Thursday, October 23, 2014

SPARQL Integration tests with jena-nosql

In a previous post I illustrated how to set up a working environment with jena-nosql using either Apache Solr or Apache Cassandra. Now it's time to write some integration tests. 

The goal of the jena-nosql project is to have Apache Jena, one of the most popular RDF frameworks, bound with your favourite NoSQL database.

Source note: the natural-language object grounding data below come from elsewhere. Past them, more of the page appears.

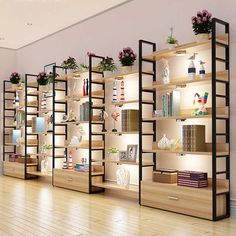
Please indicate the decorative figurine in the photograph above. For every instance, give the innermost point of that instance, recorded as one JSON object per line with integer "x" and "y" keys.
{"x": 200, "y": 102}
{"x": 115, "y": 116}
{"x": 87, "y": 87}
{"x": 122, "y": 90}
{"x": 191, "y": 67}
{"x": 72, "y": 116}
{"x": 70, "y": 166}
{"x": 202, "y": 71}
{"x": 65, "y": 161}
{"x": 163, "y": 67}
{"x": 84, "y": 88}
{"x": 114, "y": 95}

Among a lot of things that Jena can do, SPARQL definitely plays an important role so, in my project, I want to make sure the data model of the underlying pluggable storages is able to efficiently support all the query language features.

As a first step I need an integration test for running SPARQL verifiable examples. In order to do that I will set up two Jena Models, in the @Before method: a first coming from jena-nosql:

final StorageLayerFactory factory = StorageLayerFactory.getFactory();
final Dataset dataset = DatasetFactory.create(factory.getDatasetGraph());   
final Model jenaNoSqlModel = dataset.getDefaultModel();   

and a second using the default in-memory Jena Model:

final Model inMemoryModel = DatasetFactory.createMem().getDefaultModel();   

Now what I need is a set of verifiable scenarios, each of one consisting of
  • one or more dataset to load 
  • a query
  • the corresponding query results
I would need this "triplet" for each scenario...and as you can imagine, that's a huge work!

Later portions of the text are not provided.